Prints of Living Waters are available to purchase. Contact Joe for more information.

Living Waters

In keeping with the artist’s unconditional objective to evoke worship through his art, the painting entitled LIVING WATERS has been derived from Holy Scripture. It is there through the Old Testament prophet Jeremiah (2:13), that God refers to Himself as “The Spring of LIVING WATER”.

Conversantly, the painting relates more to the context of the Gospel of John in the New Testament. It delivers our unctuous prod into the account of Jesus the Messiah, and the exchange He had with a Samaritan woman at Jacob’s Well.

Jesus answered her, “If you knew the Gift of God and who it is that asks you for a drink, you would have asked Him, and He would have given you LIVING WATER.” John 4:10 ~ NIV

It is interesting that when the woman perceived him as a prophet, she immediately associated worship with Christ’s concerns. Then as she alluded to her forefathers, the Messiah brings His Father into the conversation, and there true worship is defined!

This painting also represents a modern day application to hearts thirsty for True Spiritual Drink, drawing attention that God the Father is Spirit, and so to be worshiped in Spirit and in Truth, according to Christ Jesus, (John 4:23).

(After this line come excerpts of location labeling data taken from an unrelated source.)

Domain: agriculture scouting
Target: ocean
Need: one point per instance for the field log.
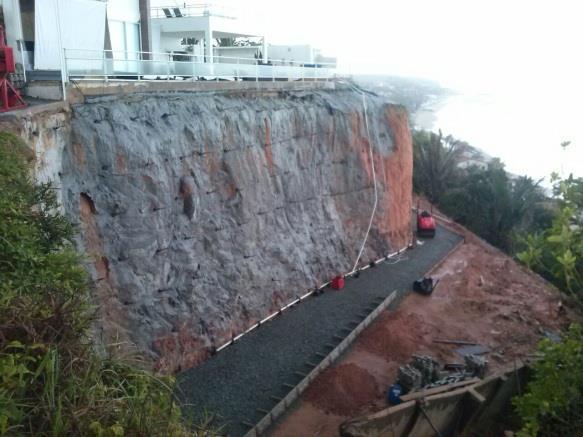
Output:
(524, 130)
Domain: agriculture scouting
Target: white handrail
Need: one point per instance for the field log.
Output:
(110, 64)
(193, 10)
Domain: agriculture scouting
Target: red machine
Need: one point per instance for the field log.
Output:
(9, 96)
(425, 223)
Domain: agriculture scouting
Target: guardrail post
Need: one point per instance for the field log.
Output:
(168, 67)
(193, 67)
(64, 74)
(21, 46)
(105, 66)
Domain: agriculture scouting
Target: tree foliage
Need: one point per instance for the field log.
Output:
(557, 251)
(553, 402)
(51, 380)
(435, 163)
(494, 206)
(487, 200)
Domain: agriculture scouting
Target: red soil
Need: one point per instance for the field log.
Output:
(343, 390)
(483, 296)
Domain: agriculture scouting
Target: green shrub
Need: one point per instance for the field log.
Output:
(553, 402)
(51, 380)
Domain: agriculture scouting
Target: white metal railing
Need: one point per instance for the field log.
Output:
(193, 10)
(123, 65)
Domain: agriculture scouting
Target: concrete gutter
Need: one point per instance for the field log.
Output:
(295, 393)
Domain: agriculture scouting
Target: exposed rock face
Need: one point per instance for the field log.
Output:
(202, 214)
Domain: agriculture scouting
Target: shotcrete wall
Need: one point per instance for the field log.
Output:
(203, 213)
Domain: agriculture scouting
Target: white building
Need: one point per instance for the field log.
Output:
(147, 39)
(38, 29)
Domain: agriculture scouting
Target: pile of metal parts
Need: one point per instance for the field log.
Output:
(424, 372)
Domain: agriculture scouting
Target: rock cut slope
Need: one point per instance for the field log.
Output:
(203, 213)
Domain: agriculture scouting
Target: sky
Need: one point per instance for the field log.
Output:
(525, 56)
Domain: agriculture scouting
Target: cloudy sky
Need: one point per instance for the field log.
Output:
(528, 54)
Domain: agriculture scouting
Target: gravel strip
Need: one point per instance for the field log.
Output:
(245, 377)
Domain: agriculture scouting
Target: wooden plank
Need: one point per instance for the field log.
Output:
(477, 396)
(437, 390)
(460, 342)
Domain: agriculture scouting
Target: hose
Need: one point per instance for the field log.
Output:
(374, 177)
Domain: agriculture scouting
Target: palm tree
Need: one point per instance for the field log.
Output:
(436, 162)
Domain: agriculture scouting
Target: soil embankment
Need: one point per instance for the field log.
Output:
(483, 296)
(202, 213)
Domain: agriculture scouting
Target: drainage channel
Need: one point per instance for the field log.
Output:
(248, 384)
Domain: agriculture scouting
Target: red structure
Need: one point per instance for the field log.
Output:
(9, 96)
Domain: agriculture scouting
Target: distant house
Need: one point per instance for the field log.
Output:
(130, 39)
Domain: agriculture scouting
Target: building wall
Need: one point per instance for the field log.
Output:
(289, 53)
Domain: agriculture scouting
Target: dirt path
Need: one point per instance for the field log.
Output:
(483, 296)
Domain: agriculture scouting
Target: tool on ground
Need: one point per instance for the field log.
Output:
(425, 223)
(9, 96)
(425, 286)
(337, 283)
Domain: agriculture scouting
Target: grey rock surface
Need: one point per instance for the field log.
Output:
(203, 213)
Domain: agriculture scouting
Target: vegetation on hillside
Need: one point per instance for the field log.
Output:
(556, 252)
(51, 380)
(546, 234)
(553, 402)
(487, 200)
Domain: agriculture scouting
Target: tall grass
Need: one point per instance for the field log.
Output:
(52, 382)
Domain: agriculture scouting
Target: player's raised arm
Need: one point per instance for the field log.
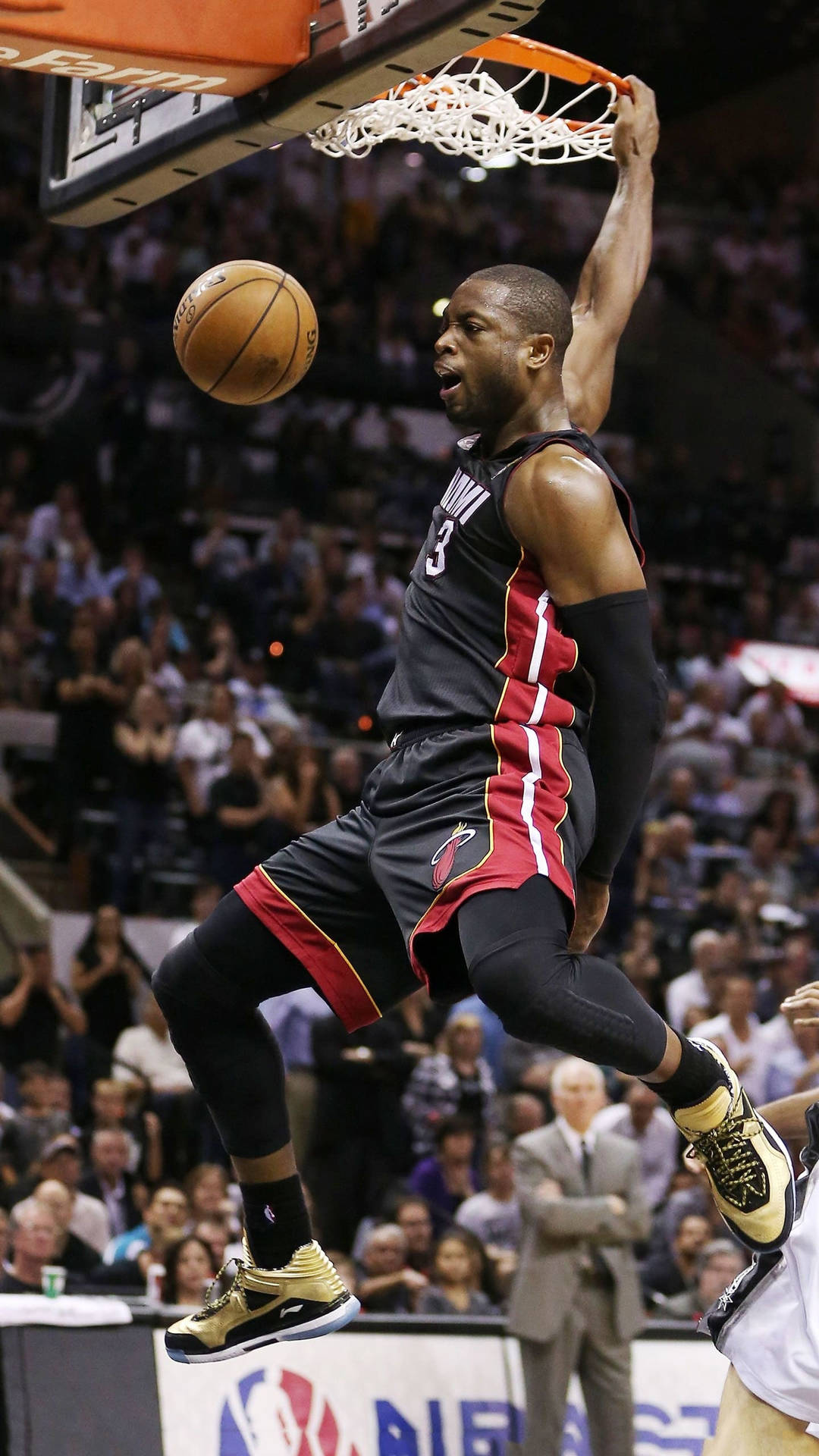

At a level perhaps less recondite, the painting shows an Indian woman carrying water from a cistern or water hole, not uncommon to many third-world cultures of our day. She emerges from a backdrop of both water and of wordless books. This imagery is meant to present the idea that within her water pots, she is indeed taking the very words from pages of Scripture.

Here the water she carries is symbolic of the Word of God. This symbolism is purposed not only to engage the viewer to consider both the water and the books, but also the curious position of the woman in between. Of a lower class in the caste system, surely she is “one of the least of these”, ~ (Matthew, 25).

It is hoped that the viewer will go beyond the framework of the illustration, to recount the passages of the Bible involved. For to endear them, as the woman at Jacob’s Well obviously did, one will be moved to love and obey God also.